I was no doubt in a sense responsible for much of the prejudice that existed. It fell to my lot, in the providence of God, to attack and expose many fallacies and false notions that existed in the churches, and that were paralyzing their efforts and rendering the preaching of the Gospel inefficacious. Indeed, as long as ministers would preach repentance, and then solemnly inform their hearers that they could not repent; as long as they would preach faith, and then speak of faith as the gift of God in such a sense as that they could not exercise it; as long as they would represent faith as an intellectual state instead of a voluntary trust; as long as they would represent repentance as a feeling of godly sorrow, a state of the sensibility, and consequently an involuntary state instead of a voluntary change of mind--as long as these and kindred dogmas were held and taught, the Gospel was not really preached. What they called the Gospel was a stumbling block. As long as human nature was represented as in itself morally depraved, and, as a consequence, that sinners must wait for God to change their very nature before they could be Christians, what could be expected but a universal waiting on the part of sinners, and upon the part of Christians a universal throwing all the responsibility of the conversion of sinners upon God? As long as men were taught that for their sinful nature they were threatened with eternal damnation, and that the Atonement of Christ was made only for the elect--every one can see that all these and kindred dogmas were a snare and a stumbling block, and their legitimate influence was consequently manifesting itself in the wide-spread moral desolation that reigned.

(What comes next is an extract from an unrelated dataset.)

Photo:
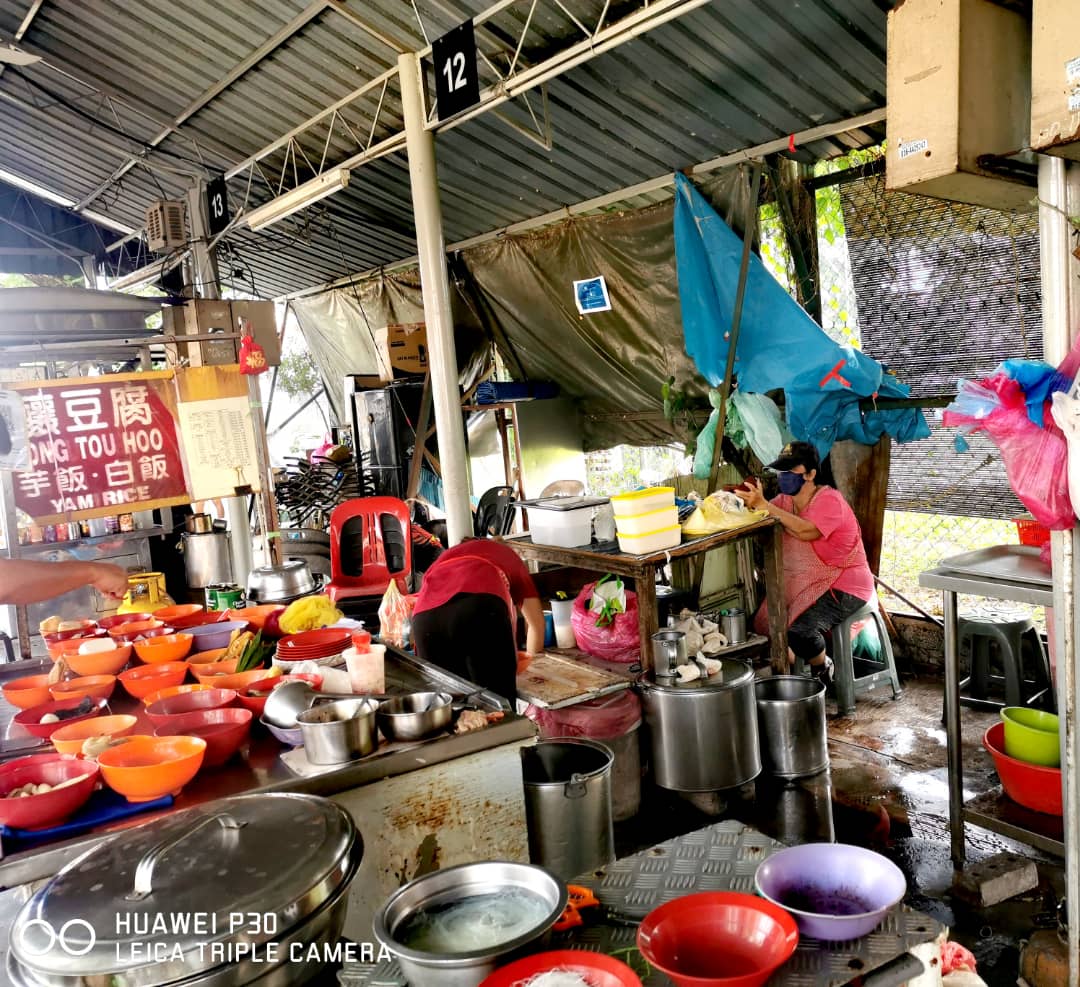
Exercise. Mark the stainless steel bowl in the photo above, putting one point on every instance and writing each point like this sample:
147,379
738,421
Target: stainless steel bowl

It is not at all wonderful to me that, being commissioned, as I supposed myself to be, to attack and expose these errors let the consequence to myself be what it might, I should meet with just the opposition and prejudice that I did. However, it is true that the opposition and prejudice were greatly increased in some instances, by the unwise and almost unaccountable opposition of men who professed to agree with me in my theological teaching. I have seldom been in any place where I felt the strong bands of prejudice on the part of those around me, more than I did for some weeks in Syracuse.